The first step in TOC is to standardize the raw offense descriptions into a common format. To do so, we apply the following preprocessing techniques:
- Lowercase letters
- Remove stop words (e.g. “a”, “an,”, “the”)
- Remove non-alphanumeric characters except for relational operators (e.g. “<“, “>”)
- Remove multi-, leading, and trailing spaces
- Stem words using Porter Stemming algorithm (e.g. “possessing” to “possess”)
|893136A-DRUG3101 (FT) POSSESSION OF HERO|
|SAO1000 (MS) DRIVING UNDER THE INF|
|Theft from Persons >65 VALUE >300<10k|
|89313fdrug3100 ft possess hero|
|sao1000 ms drive under inf|
|theft from person >65 value >300<10k|
By applying the techniques listed above, we are able to decrease the number of unique words in the training data by 15.8% (from 50,902 unique words to 42,869 words)
To generate “features”, or the main inputs for the machine learning algorithm, TOC uses continuous sequence of 4-characters, or “4-grams”. We use character-based approach to generate features, instead of word-based features, due to prevalence of typographical errors and abbreviations in the training data.
After the list of of features has been generated, each feature is then scored using a selection metric. In this case, TOC uses Term Frequency-Inverse Document Frequency (TF-IDF) which scores each feature through an inverse proportion of its frequency in a description to the percentage of descriptions the term appears in.
The extracted TF-IDF features are then used as inputs to train and predict parent groups, or the broad crime types, using a multi-layer perceptron (MLP) model. From the MLP model, each parent group is scored over a probability distribution and the group with the highest probability is selected as the predicted group (softmax).
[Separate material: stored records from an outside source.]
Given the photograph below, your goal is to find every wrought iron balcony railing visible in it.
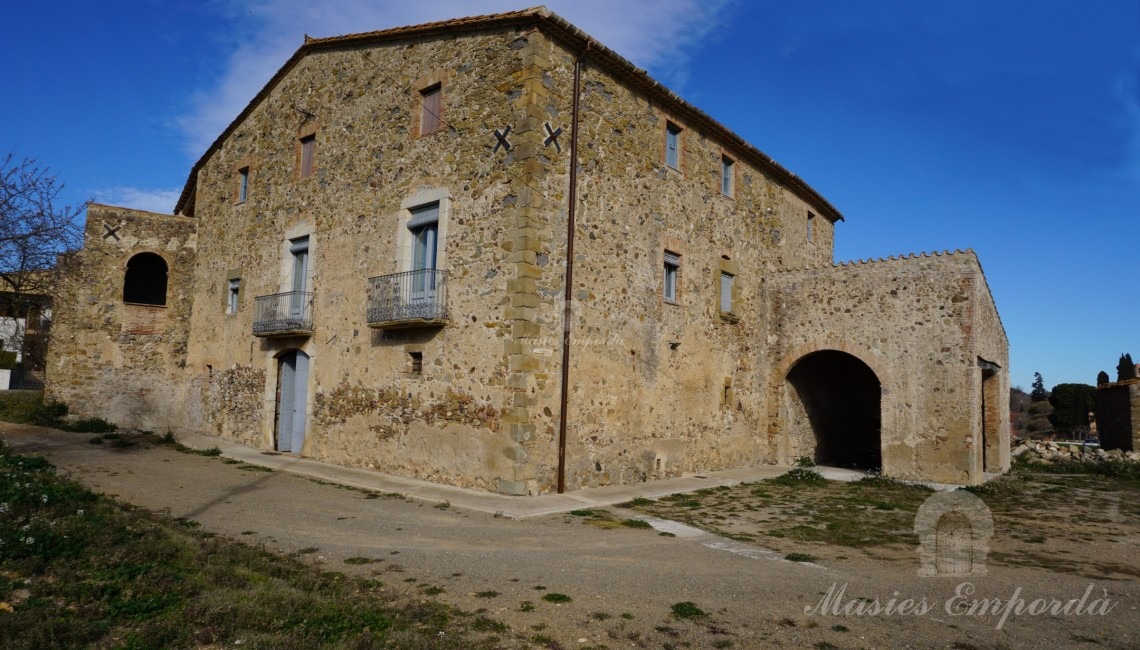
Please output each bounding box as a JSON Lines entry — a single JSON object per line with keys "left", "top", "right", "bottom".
{"left": 252, "top": 291, "right": 313, "bottom": 337}
{"left": 367, "top": 269, "right": 448, "bottom": 329}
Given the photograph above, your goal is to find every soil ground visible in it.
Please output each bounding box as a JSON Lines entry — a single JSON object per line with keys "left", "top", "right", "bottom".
{"left": 3, "top": 424, "right": 1138, "bottom": 649}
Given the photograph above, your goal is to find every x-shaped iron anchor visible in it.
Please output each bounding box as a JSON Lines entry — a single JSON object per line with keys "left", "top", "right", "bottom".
{"left": 543, "top": 122, "right": 563, "bottom": 153}
{"left": 102, "top": 222, "right": 123, "bottom": 241}
{"left": 493, "top": 125, "right": 512, "bottom": 153}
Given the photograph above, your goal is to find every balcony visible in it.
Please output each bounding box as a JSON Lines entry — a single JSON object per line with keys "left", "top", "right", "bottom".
{"left": 367, "top": 269, "right": 448, "bottom": 329}
{"left": 252, "top": 291, "right": 313, "bottom": 337}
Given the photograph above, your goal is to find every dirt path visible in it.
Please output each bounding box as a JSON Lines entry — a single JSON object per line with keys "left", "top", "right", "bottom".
{"left": 4, "top": 424, "right": 1137, "bottom": 649}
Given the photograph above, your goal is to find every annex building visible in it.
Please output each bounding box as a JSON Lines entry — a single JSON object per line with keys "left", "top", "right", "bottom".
{"left": 47, "top": 7, "right": 1009, "bottom": 494}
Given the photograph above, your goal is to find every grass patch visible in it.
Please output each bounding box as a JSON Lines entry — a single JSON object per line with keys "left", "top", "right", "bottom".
{"left": 541, "top": 593, "right": 572, "bottom": 603}
{"left": 785, "top": 552, "right": 816, "bottom": 563}
{"left": 616, "top": 496, "right": 653, "bottom": 507}
{"left": 0, "top": 441, "right": 509, "bottom": 649}
{"left": 0, "top": 393, "right": 117, "bottom": 433}
{"left": 670, "top": 601, "right": 707, "bottom": 619}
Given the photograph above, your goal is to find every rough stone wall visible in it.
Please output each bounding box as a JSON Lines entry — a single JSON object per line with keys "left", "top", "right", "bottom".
{"left": 46, "top": 204, "right": 198, "bottom": 432}
{"left": 46, "top": 15, "right": 1010, "bottom": 493}
{"left": 765, "top": 251, "right": 1009, "bottom": 484}
{"left": 181, "top": 27, "right": 563, "bottom": 492}
{"left": 1096, "top": 381, "right": 1140, "bottom": 451}
{"left": 517, "top": 44, "right": 839, "bottom": 491}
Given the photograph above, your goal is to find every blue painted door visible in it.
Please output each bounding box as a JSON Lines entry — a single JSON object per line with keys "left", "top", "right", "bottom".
{"left": 275, "top": 350, "right": 309, "bottom": 453}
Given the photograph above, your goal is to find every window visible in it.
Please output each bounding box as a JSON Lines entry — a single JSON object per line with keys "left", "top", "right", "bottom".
{"left": 665, "top": 123, "right": 681, "bottom": 170}
{"left": 237, "top": 167, "right": 250, "bottom": 202}
{"left": 807, "top": 211, "right": 815, "bottom": 243}
{"left": 123, "top": 252, "right": 169, "bottom": 306}
{"left": 721, "top": 156, "right": 734, "bottom": 197}
{"left": 299, "top": 135, "right": 315, "bottom": 178}
{"left": 290, "top": 237, "right": 309, "bottom": 294}
{"left": 409, "top": 351, "right": 423, "bottom": 376}
{"left": 663, "top": 251, "right": 680, "bottom": 303}
{"left": 227, "top": 279, "right": 241, "bottom": 314}
{"left": 420, "top": 84, "right": 442, "bottom": 136}
{"left": 720, "top": 272, "right": 734, "bottom": 314}
{"left": 408, "top": 203, "right": 439, "bottom": 299}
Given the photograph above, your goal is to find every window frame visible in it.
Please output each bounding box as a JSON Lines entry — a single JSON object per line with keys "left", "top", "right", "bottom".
{"left": 419, "top": 83, "right": 442, "bottom": 137}
{"left": 663, "top": 250, "right": 680, "bottom": 304}
{"left": 237, "top": 167, "right": 250, "bottom": 203}
{"left": 227, "top": 278, "right": 241, "bottom": 314}
{"left": 299, "top": 134, "right": 316, "bottom": 178}
{"left": 665, "top": 122, "right": 682, "bottom": 170}
{"left": 719, "top": 271, "right": 735, "bottom": 315}
{"left": 720, "top": 155, "right": 734, "bottom": 198}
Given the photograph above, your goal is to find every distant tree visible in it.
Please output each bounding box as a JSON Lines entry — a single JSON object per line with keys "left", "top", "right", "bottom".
{"left": 1097, "top": 371, "right": 1110, "bottom": 386}
{"left": 1117, "top": 354, "right": 1137, "bottom": 382}
{"left": 1030, "top": 372, "right": 1048, "bottom": 402}
{"left": 0, "top": 153, "right": 83, "bottom": 368}
{"left": 1009, "top": 386, "right": 1030, "bottom": 412}
{"left": 1048, "top": 383, "right": 1096, "bottom": 437}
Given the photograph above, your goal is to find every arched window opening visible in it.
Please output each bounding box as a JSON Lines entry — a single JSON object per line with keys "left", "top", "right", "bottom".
{"left": 123, "top": 253, "right": 169, "bottom": 306}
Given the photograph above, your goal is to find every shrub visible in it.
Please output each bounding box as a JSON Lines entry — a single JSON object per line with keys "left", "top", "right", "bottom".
{"left": 0, "top": 393, "right": 68, "bottom": 427}
{"left": 670, "top": 601, "right": 706, "bottom": 619}
{"left": 62, "top": 418, "right": 117, "bottom": 434}
{"left": 771, "top": 468, "right": 827, "bottom": 486}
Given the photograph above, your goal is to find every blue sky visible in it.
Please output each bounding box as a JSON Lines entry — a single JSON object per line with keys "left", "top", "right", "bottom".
{"left": 3, "top": 1, "right": 1137, "bottom": 390}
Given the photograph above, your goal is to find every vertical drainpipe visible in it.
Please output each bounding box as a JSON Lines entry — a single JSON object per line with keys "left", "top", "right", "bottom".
{"left": 557, "top": 43, "right": 589, "bottom": 494}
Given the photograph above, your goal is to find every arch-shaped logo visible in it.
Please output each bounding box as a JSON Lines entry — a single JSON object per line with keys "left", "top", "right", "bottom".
{"left": 914, "top": 490, "right": 993, "bottom": 577}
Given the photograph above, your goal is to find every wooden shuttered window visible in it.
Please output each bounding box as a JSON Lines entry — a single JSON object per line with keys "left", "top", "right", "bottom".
{"left": 420, "top": 84, "right": 442, "bottom": 135}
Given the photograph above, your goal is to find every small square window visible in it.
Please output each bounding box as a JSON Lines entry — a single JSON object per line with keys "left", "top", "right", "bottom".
{"left": 420, "top": 84, "right": 442, "bottom": 136}
{"left": 237, "top": 167, "right": 249, "bottom": 203}
{"left": 807, "top": 211, "right": 815, "bottom": 243}
{"left": 663, "top": 251, "right": 680, "bottom": 303}
{"left": 720, "top": 272, "right": 734, "bottom": 314}
{"left": 409, "top": 351, "right": 423, "bottom": 376}
{"left": 665, "top": 123, "right": 681, "bottom": 169}
{"left": 227, "top": 279, "right": 240, "bottom": 314}
{"left": 721, "top": 156, "right": 734, "bottom": 197}
{"left": 299, "top": 135, "right": 316, "bottom": 177}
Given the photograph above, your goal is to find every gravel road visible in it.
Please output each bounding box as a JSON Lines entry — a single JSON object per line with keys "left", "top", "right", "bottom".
{"left": 3, "top": 424, "right": 1136, "bottom": 649}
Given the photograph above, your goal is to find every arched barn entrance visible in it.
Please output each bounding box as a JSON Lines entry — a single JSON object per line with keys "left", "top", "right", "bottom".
{"left": 786, "top": 350, "right": 882, "bottom": 470}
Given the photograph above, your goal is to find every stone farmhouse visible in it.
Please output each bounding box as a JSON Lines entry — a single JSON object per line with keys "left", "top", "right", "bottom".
{"left": 46, "top": 7, "right": 1009, "bottom": 494}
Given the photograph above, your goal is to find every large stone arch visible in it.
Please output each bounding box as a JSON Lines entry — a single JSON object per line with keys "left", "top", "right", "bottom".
{"left": 770, "top": 342, "right": 891, "bottom": 470}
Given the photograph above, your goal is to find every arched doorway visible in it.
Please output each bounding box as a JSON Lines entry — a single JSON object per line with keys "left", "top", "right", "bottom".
{"left": 274, "top": 349, "right": 310, "bottom": 453}
{"left": 786, "top": 350, "right": 881, "bottom": 470}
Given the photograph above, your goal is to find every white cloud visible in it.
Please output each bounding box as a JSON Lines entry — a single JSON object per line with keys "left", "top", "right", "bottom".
{"left": 176, "top": 0, "right": 734, "bottom": 157}
{"left": 93, "top": 187, "right": 182, "bottom": 214}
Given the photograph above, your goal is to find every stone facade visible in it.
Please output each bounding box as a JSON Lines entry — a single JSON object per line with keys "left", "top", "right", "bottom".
{"left": 47, "top": 8, "right": 1009, "bottom": 492}
{"left": 47, "top": 204, "right": 198, "bottom": 432}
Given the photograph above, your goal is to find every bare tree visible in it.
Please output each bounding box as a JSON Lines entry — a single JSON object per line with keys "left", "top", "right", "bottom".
{"left": 0, "top": 152, "right": 84, "bottom": 371}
After the parent group classification, the data is further partitioned by their parent group. For each group of partitioned data, a new set of TF-IDF features are extracted in order to choose more meaningful characters for further disambiguation of offense types. These features are then used to train and predict the child group class conditional on the parent group. This conditional classification method is applied for classifying both offense category codes (2nd and 3rd digits of UCCS code) and the offense modifier codes (4th digit of UCCS code).